Data Subprocessors
Last updated: April 2026
Who they are and why we list them
To deliver our services we use a set of external providers ("subprocessors") that handle personal data on our behalf. This page lists them transparently, in accordance with Article 28 GDPR and the principle of transparency (Article 5(1)(a)). We have a Data Processing Agreement (DPA) signed with each provider, and they apply the security measures described below.
How to read the table
- Tier indicates the sensitivity level of the data the provider handles: Critical (mental health content or biometric data), High (identifiable PII or hosting), Medium (transient data or with scrubbing), Low (no significant identifiable PII).
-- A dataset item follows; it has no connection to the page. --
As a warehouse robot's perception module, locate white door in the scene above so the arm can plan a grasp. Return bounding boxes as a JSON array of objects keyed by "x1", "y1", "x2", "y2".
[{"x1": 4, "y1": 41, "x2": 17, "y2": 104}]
- Mechanism describes the legal basis for international transfers when the provider is outside the EEA: DPF (EU-US Data Privacy Framework, Adequacy Decision), SCCs (European Commission Standard Contractual Clauses, Decision 2021/914), or both.
- All providers encrypt data in transit (TLS 1.3). Encryption at rest and other supplementary measures are documented in our internal Transfer Impact Assessment.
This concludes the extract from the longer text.